Strzok went on to add that a “social setting with others would probably be better than a one on one meeting.” The text exchange appears to suggest that Page and Strzok were angling to lobby the judge to help Strzok with a case.
Strzok’s plan to use a social gathering to influence Contreras is particularly alarming because, as the same Post article notes, “Strzok, with another FBI agent, interviewed Flynn about his conversations with Russia’s then-ambassador, Sergey Kislyak, during the transition.” Judges are not supposedto have secret meetings about “pending or impending” matters except as prescribed by law. One imagines that if Strzok’s hoped-for contact with Judge Contreras was legitimate, a more appropriate venue for a permissible contact would be a courtroom or the judge’s chambers, not a cocktail party.

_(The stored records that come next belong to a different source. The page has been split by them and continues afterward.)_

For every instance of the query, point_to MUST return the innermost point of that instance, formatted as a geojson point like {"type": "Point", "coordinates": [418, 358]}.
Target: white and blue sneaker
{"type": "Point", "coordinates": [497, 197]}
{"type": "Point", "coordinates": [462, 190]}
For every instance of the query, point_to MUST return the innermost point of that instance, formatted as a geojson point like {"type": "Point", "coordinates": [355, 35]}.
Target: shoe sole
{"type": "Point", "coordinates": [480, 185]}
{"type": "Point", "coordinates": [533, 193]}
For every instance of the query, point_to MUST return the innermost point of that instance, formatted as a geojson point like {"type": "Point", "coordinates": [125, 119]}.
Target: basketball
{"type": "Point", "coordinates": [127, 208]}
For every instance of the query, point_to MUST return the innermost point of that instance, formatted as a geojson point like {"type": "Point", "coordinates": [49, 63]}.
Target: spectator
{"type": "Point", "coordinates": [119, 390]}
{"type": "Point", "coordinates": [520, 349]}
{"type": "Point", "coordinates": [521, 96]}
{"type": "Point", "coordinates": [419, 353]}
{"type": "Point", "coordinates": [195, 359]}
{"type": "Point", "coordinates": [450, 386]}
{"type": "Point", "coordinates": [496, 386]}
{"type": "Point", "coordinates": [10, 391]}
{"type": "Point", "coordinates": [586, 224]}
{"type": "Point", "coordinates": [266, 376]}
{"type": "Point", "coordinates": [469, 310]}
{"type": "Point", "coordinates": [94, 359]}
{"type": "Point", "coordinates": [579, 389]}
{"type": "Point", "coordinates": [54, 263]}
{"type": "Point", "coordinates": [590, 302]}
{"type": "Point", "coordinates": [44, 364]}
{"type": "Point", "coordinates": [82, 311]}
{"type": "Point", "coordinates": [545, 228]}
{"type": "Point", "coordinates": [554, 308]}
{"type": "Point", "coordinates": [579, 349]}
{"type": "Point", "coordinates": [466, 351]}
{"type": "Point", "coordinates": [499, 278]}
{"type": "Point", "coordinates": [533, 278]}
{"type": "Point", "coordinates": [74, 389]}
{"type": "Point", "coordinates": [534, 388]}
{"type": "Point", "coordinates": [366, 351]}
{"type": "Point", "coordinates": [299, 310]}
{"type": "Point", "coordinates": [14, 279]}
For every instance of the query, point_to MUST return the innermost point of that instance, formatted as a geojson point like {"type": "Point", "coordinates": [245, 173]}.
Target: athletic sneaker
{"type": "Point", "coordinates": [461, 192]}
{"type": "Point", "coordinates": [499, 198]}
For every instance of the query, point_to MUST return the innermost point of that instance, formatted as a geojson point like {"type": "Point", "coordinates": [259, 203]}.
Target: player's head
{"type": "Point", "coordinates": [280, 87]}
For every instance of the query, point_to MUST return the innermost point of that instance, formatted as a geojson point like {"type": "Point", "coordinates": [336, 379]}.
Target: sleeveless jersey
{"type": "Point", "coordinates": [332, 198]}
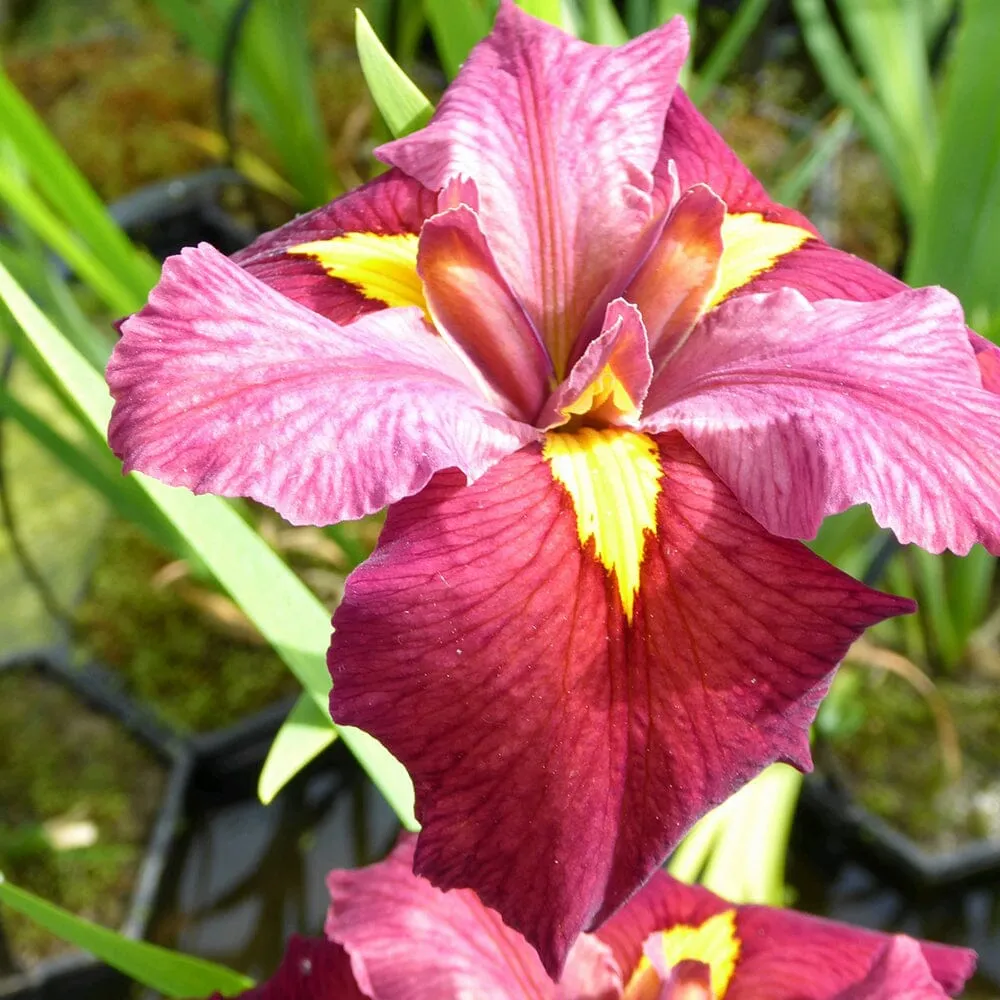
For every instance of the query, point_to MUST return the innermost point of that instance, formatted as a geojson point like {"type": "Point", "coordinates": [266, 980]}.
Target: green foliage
{"type": "Point", "coordinates": [273, 598]}
{"type": "Point", "coordinates": [274, 78]}
{"type": "Point", "coordinates": [173, 974]}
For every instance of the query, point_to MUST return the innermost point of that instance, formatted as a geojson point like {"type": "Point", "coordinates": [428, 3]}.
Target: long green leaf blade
{"type": "Point", "coordinates": [292, 620]}
{"type": "Point", "coordinates": [303, 736]}
{"type": "Point", "coordinates": [65, 188]}
{"type": "Point", "coordinates": [399, 100]}
{"type": "Point", "coordinates": [171, 973]}
{"type": "Point", "coordinates": [456, 27]}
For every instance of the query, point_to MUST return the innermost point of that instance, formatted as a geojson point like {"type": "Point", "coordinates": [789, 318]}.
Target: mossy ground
{"type": "Point", "coordinates": [62, 761]}
{"type": "Point", "coordinates": [892, 760]}
{"type": "Point", "coordinates": [193, 673]}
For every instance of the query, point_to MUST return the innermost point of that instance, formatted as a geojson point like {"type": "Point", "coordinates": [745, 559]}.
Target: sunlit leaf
{"type": "Point", "coordinates": [398, 98]}
{"type": "Point", "coordinates": [303, 736]}
{"type": "Point", "coordinates": [169, 972]}
{"type": "Point", "coordinates": [292, 620]}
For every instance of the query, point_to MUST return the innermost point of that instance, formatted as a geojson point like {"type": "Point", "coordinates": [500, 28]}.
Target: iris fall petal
{"type": "Point", "coordinates": [258, 396]}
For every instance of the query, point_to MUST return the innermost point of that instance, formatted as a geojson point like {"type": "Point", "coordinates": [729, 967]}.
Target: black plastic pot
{"type": "Point", "coordinates": [78, 975]}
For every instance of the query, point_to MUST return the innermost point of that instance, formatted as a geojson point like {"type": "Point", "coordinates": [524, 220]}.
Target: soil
{"type": "Point", "coordinates": [67, 770]}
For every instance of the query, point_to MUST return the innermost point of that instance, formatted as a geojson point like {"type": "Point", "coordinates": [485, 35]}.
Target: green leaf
{"type": "Point", "coordinates": [601, 23]}
{"type": "Point", "coordinates": [456, 27]}
{"type": "Point", "coordinates": [169, 972]}
{"type": "Point", "coordinates": [545, 10]}
{"type": "Point", "coordinates": [842, 80]}
{"type": "Point", "coordinates": [956, 238]}
{"type": "Point", "coordinates": [292, 620]}
{"type": "Point", "coordinates": [26, 203]}
{"type": "Point", "coordinates": [887, 38]}
{"type": "Point", "coordinates": [303, 736]}
{"type": "Point", "coordinates": [67, 191]}
{"type": "Point", "coordinates": [398, 98]}
{"type": "Point", "coordinates": [728, 48]}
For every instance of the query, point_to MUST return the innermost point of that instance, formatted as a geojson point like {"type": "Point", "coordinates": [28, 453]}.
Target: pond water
{"type": "Point", "coordinates": [244, 877]}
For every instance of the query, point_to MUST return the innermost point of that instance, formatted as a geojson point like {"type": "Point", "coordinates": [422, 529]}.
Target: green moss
{"type": "Point", "coordinates": [892, 761]}
{"type": "Point", "coordinates": [60, 761]}
{"type": "Point", "coordinates": [168, 651]}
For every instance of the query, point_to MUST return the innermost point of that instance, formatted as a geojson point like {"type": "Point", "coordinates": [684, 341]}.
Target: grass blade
{"type": "Point", "coordinates": [171, 973]}
{"type": "Point", "coordinates": [399, 100]}
{"type": "Point", "coordinates": [292, 620]}
{"type": "Point", "coordinates": [303, 736]}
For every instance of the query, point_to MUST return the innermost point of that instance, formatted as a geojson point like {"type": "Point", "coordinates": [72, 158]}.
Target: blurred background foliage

It should go without saying that there are no court reporters at cocktail parties to preserve the conversation for later review.
We have absolutely no indication that Contreras participated in any improper secret conversation with Strzok. Nor do we know that the judge knew about Strzok’s relationship to the case when he accepted the Flynn plea. Margot Cleveland wrote an analysis of the recusal which nevertheless leaves open the question as to why the recusal was necessary.
This leads to the next question: did Flynn have a right to know the underlying circumstances behind the recusal and, had he known, would he have still gone forward with the plea agreement?
Powell’s new filing calls to mind her important book, License to Lie, a journal of the government’s destruction of the accounting firm Arthur Andersen through a later discredited prosecution by (among others) Andrew Weissmann. One should also remember that the judge who replaced Contreras happens to be the same judge who caught the government framing Senator Ted Stevens. One hopes that the aggressive defense of Flynn by his attorney will give the Justice Department pause before taking out another “insurance policy” against an election result they don’t like.